# How to trim stern plants ?



## ppaskova (Apr 27, 2010)

I have Thai Hygrophilia that currently reached top of the tank and almost growing out of the watter. I need to trim / cut it. What is the best way to do it ? I've been told to cut the stem on the middle and replant the top piece. I'm not sure if the both parts will continue to grow. Can I do that or should I do it differently ?


----------



## BettaBeats (Jan 14, 2010)

Both parts will continue to grow. If you cut too close to the leaf you might get a V in the plant where two 'new plants' grow. That might be why your friend said to cut in the middle of the _stem_.

On the parts that you cut off the main plant, take off the bottom few leaves so they don't rot when planted in the gravel.


----------



## ppaskova (Apr 27, 2010)

BettaBeats said:


> Both parts will continue to grow. If you cut too close to the leaf you might get a V in the plant where two 'new plants' grow. That might be why your friend said to cut in the middle of the _stem_.
> 
> On the parts that you cut off the main plant, take off the bottom few leaves so they don't rot when planted in the gravel.


What do you mean by "V" shape ? If I cut stem close to the leaf, then two new plants / stems may start growing from it ? And If I only want one, where should I cut ?


----------



## BettaBeats (Jan 14, 2010)

It's nature, I'm not sure you can control it.
But like I said, it might be why your friend said to cut a bit up from the leaves.

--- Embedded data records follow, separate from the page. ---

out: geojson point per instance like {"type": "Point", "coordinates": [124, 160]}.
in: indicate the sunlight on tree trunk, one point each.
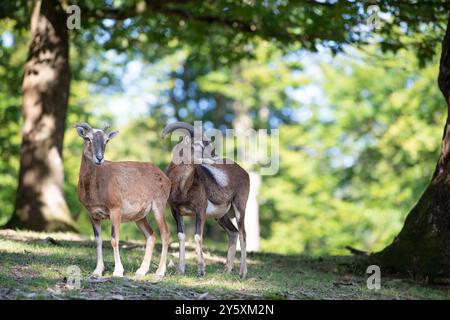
{"type": "Point", "coordinates": [423, 246]}
{"type": "Point", "coordinates": [241, 123]}
{"type": "Point", "coordinates": [40, 203]}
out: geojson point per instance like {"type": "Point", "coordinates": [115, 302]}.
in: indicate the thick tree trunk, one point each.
{"type": "Point", "coordinates": [423, 245]}
{"type": "Point", "coordinates": [40, 203]}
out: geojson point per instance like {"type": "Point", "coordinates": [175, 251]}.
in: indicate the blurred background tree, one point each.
{"type": "Point", "coordinates": [359, 131]}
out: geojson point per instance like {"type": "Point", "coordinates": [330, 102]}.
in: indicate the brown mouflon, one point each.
{"type": "Point", "coordinates": [207, 188]}
{"type": "Point", "coordinates": [122, 192]}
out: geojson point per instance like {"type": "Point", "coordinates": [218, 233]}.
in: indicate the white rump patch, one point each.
{"type": "Point", "coordinates": [217, 211]}
{"type": "Point", "coordinates": [220, 176]}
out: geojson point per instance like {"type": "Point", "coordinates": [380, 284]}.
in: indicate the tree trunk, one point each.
{"type": "Point", "coordinates": [40, 203]}
{"type": "Point", "coordinates": [423, 245]}
{"type": "Point", "coordinates": [242, 122]}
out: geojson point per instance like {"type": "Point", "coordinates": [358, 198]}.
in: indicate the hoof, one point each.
{"type": "Point", "coordinates": [97, 273]}
{"type": "Point", "coordinates": [227, 269]}
{"type": "Point", "coordinates": [159, 277]}
{"type": "Point", "coordinates": [118, 273]}
{"type": "Point", "coordinates": [140, 273]}
{"type": "Point", "coordinates": [201, 273]}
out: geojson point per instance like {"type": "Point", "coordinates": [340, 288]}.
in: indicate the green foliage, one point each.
{"type": "Point", "coordinates": [34, 269]}
{"type": "Point", "coordinates": [12, 56]}
{"type": "Point", "coordinates": [351, 172]}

Plus, they're plants, they'll keep growing.


----------



## shrtmann (Feb 15, 2009)

ya really there isnt much to it. Just cut the one however high you want to cut it and just remove a few leaves like BB stated from the bottom of the part to be replanted and stick in the gravel...It'll form new roots and just start growing. I tend to cut fairly short so i dont have to cut as much....


----------